Les 12 propositions pour les copropriétés :

 

- constitution d'un comité de liaison des acteurs de la copropriété formulant des
propositions pour les différentes catégories de propriétaires autour de 3 axes :
formation/information/sensibilisation ; gouvernance ; financements ;
- développer des formations communes pour les professionnels par secteur d'activité (acquisition ; gestion ; maîtrise d'œuvre en conseil ; mobilisation des fonds publics ou bancaires…) ;
- remettre à l'acquéreur une synthèse normalisée des règles du fonctionnement de la copropriété et y adosser une fiche d'identité de la copropriété. Les copropriétaires, dès l'acte d'achat et ensuite, au gré de leur parcours résidentiel, doivent être sensibilisés à la nature de leur engagement moral et financier à travers des points clés normalisés : capacité d'endettement et d'investissement réel, enjeux, état du patrimoine existant, coûts induits, valeur ajoutée à attendre de la rénovation ;
- élargir résolument les formes d'accession à la propriété et informer les acquéreurs de l'intérêt des innovations réalisées, afin de mieux prendre en compte les difficultés de solvabilité en milieu urbain ;
- inciter à un diagnostic général global de l'immeuble (social, environnemental, technique, réglementations en vigueur pour les éléments d'équipement collectif…). Ce document permettrait l'information de l'acquéreur en amont puis un suivi par le syndic et les propriétaires ;
- préconiser un plan pluriannuel de travaux (PPT) qui en découle, à chaque copropriété afin d'entretenir le bâti existant et prévenir toutes pathologies. En raison du sous-dimensionnement des fonds travaux, il apparaît impératif de les corréler au montant de travaux prévus au PPT ;
- désigner un interlocuteur unique lors du projet de rénovation. La complexité de la chaîne de décision au sein de la copropriété génère des difficultés de gestion de projet, l'objet de la présente proposition est de fluidifier la chaîne de décision ;
- décloisonner et clarifier les aides publiques, optimiser leur instruction. Pour les professionnels comme pour les copropriétaires, les dispositifs existants sont souvent inintelligibles. Le rythme du renouvellement d'une copropriété est nettement plus rapide que celui des travaux à prévoir. Les fonds travaux sont souvent sous-dimensionnés : il y a nécessité d'adapter et d'harmoniser l'ensemble.

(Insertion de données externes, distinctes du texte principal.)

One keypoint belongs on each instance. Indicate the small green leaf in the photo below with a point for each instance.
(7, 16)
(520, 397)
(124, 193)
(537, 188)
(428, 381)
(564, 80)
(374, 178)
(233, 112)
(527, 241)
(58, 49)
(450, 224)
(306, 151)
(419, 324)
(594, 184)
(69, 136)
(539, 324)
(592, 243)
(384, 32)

- que l'Etat réunisse les acteurs bancaires pour les sensibiliser aux marchés des copropriétés et les inciter à mobiliser les fonds au plan national en faveur des copropriétés ;
- créer un produit bancaire dédié aux copropriétés (une part du livret A ou un livret dédié, par exemple) et faciliter le recours à l'emprunt collectif en incitant les établissements bancaires à proposer des produits concurrentiels à celui mis en place par le Crédit foncier récemment pris par la BPCE-IDF ;
- intégrer le financement des travaux au prêt initial consenti par la banque à l'acquéreur ;
- mobiliser l'Etat, les associations représentatives d'élus, les collectivités autour de la création d'organismes régionaux tiers garants soutenus par les collectivités locales, à l'instar d'Île-de-France Energie (audit architectural et financier,
montage du plan de financement, garantie bancaire…).